Four subsequent marriages—to banker Charles Newton Phillips (1921-1925), ophthalmologist Donald Taylor Atkinson (1926-1936), artist Victor Higgins (1937-1940), and art dealer Adelbert E. Quinn (1940-1941)—ended in divorce. None of the unions produced offspring, and after each divorce, Marion reverted to the surname McNay.
Romantic bliss proving elusive, Marion filled her life with friends and art. Burkhalter describes McNay’s San Antonio home, built in 1927-1929 with architects Atlee Ayres and Robert Ayres, as her “creative masterpiece.” McNay designed, applied, and assisted with many of the elaborate stencils, tiles, and other distinctive touches. She installed antique wrought-iron lamps and chandeliers. Magueys and yuccas, palms and pines, and a full range of Southwestern flora made the 23-acre grounds a garden oasis.

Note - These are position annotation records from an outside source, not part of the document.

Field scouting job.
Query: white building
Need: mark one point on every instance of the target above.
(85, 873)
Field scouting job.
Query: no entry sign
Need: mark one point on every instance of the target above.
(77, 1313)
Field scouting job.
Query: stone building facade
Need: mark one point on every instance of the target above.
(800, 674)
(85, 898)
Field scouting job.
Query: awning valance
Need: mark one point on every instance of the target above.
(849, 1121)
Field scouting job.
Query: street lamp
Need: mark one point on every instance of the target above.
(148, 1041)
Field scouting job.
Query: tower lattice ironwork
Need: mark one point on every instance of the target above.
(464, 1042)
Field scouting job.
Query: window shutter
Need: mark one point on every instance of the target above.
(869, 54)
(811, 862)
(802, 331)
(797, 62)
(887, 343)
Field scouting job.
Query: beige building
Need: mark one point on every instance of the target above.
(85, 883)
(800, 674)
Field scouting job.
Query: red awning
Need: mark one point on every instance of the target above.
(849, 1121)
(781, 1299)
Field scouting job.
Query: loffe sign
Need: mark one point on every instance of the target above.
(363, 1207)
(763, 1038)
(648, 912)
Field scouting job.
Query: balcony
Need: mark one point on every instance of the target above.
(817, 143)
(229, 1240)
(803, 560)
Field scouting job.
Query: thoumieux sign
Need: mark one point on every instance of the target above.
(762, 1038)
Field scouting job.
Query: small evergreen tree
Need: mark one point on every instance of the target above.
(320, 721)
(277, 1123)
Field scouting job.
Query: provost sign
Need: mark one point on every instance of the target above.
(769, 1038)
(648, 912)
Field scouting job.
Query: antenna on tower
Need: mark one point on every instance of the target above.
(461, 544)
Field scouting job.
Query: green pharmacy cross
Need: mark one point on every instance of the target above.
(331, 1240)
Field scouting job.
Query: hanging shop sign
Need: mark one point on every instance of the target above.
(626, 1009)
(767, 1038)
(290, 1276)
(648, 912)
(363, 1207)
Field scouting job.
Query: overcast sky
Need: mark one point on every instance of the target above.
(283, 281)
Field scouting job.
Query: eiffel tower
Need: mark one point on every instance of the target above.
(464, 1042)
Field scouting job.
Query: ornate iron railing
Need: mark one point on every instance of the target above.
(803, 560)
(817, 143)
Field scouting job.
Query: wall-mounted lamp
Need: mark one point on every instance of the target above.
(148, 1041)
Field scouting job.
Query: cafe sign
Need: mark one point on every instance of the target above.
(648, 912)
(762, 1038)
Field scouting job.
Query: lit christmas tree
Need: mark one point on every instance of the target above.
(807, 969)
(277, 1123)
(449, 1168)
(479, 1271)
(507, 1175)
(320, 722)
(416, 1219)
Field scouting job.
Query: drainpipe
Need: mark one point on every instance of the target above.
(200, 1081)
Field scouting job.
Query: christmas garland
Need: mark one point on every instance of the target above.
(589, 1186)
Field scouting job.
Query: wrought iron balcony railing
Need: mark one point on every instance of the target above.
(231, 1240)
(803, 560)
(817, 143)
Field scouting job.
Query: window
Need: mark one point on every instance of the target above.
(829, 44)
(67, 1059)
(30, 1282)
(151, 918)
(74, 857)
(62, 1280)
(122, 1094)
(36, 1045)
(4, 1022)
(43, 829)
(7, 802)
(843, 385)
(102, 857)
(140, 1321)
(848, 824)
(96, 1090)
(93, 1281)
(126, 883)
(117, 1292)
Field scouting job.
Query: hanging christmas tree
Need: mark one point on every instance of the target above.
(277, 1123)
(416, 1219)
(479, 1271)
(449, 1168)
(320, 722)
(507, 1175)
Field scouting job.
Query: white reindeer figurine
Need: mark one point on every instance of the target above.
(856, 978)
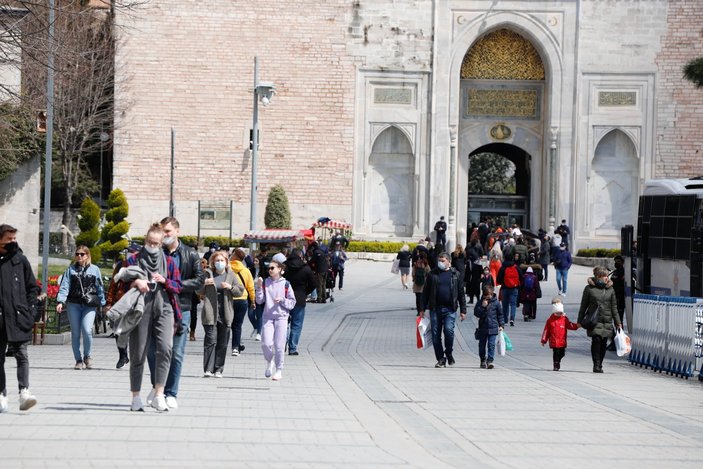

Soon, McNay purchased her first oil painting, Delfina Flores by Diego Rivera, and discovered the art scene in Santa Fe and Taos, spending summers there in the late ’20s and ’30s. “Even in Taos,” observed her biographer, “where individuality was rampant and unrepressed, Marion Koogler was a stunningly flamboyant figure and in such a setting could indulge her fondness for colorful costumes and dramatic hats.”
She also made friends in New Mexico’s Pueblo culture, acquiring many fine examples of Native American art, as well as Spanish Colonial and contemporary Southwestern works. A San Antonio attorney attending a traditional Pueblo dance was surprised to recognize one of the dancers as his art-loving client.
Often ill in the last years before her death from pneumonia in 1950, McNay became reclusive as she carefully planned for the future museum and helped administer the San Antonio Art Institute, which was housed in her estate’s former aviary. Her physician, Dr. Merton M. Minter, developed a unique therapy for the times when his patient was down in the dumps. He would make a negative remark about a work of art she liked, and then happily endure her spirited defense of the work.
In an interview with Lois Wood Burkhalter, former San Antonio Art Institute student Ruth Dunn offered a poetic remembrance about her benefactor: “Mrs. McNay made art appear as the highest soaring of wings.”